After Raimundo Bassols' appointment as secretary of state for the European Communities, Ferrán de Alfaro was sent to Brussels. As ambassador to the European Communities, he was the fourth person to sign in Spain's name the Accession Treaty of Spain to the European Economic Community, after Felipe González —prime minister—, Fernando Morán —foreign minister— and Manuel Marín —secretary of state—.

In 1985 he moved from Brussels to Lisbon, as he was appointed ambassador to Portugal. After serving for almost six years, in early 1991 he was appointed ambassador to France. From 1994 to 1997, he served as ambassador of Spain to Morocco, the last appointment before retirement.

In 2002 he was awarded with the Grand Cross of the Order of Isabella the Catholic.

== Personal life ==
Ferrán de Alfaro married María Dolores Carrión. They have three children: Gabriel, Inmaculada and Isabel.

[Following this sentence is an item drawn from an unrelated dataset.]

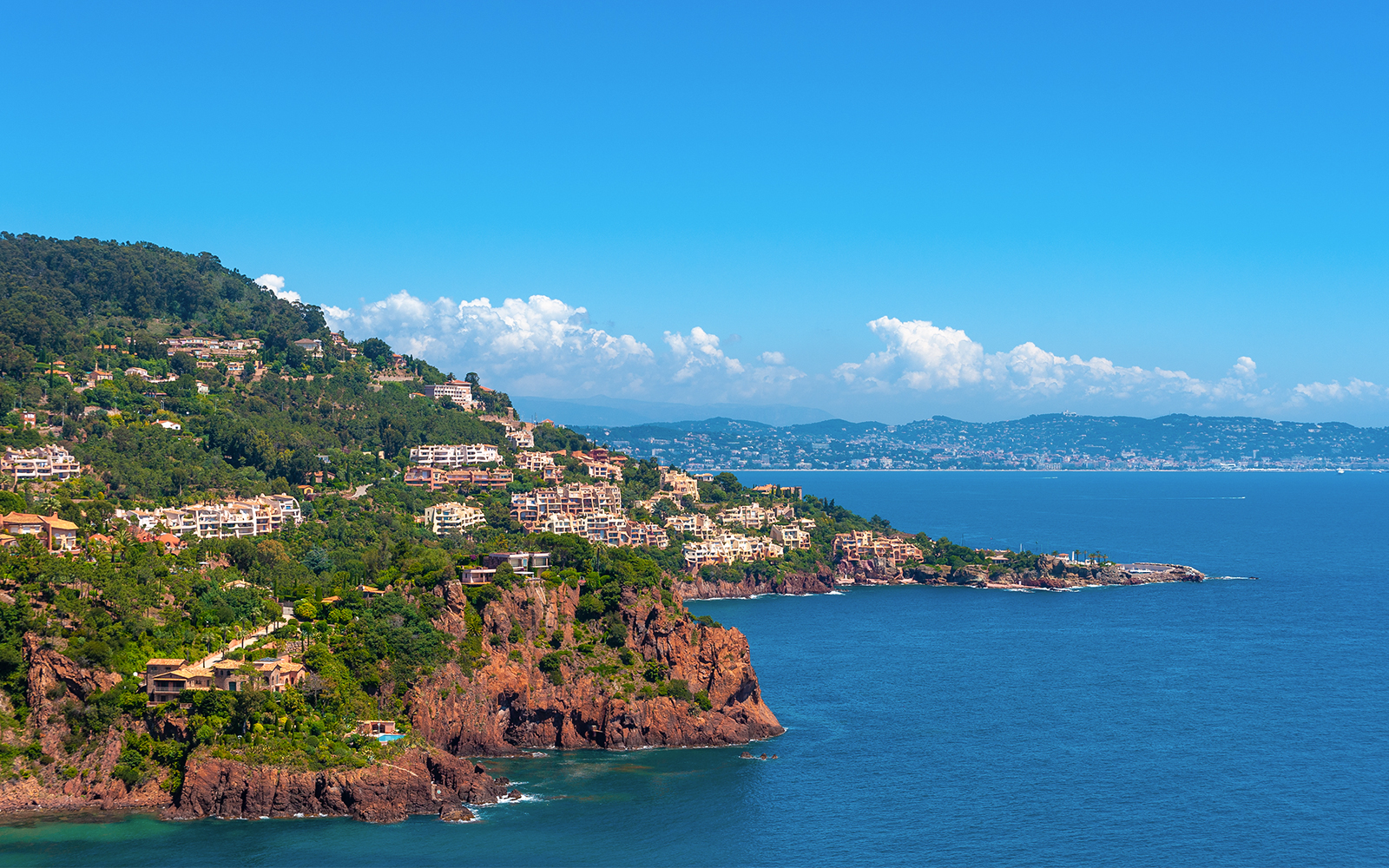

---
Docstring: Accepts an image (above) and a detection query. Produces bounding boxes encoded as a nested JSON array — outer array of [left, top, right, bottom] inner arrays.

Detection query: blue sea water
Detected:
[[0, 470, 1389, 866]]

His eldest son, Gabriel, also a diplomat, was ambassador of Spain to Afghanistan when the country's capital fell into Taliban hands. Despite having been dismissed ten days before the fall of the Afghan government, Gabriel decided to stay until the evacuation was completed and no Spaniards remained in Afghanistan. Finally, both the ambassador and the deputy ambassador returned to Spain on August 27th. He was later rewarded with the Cross of the Order of Police Merit, with White Decoration.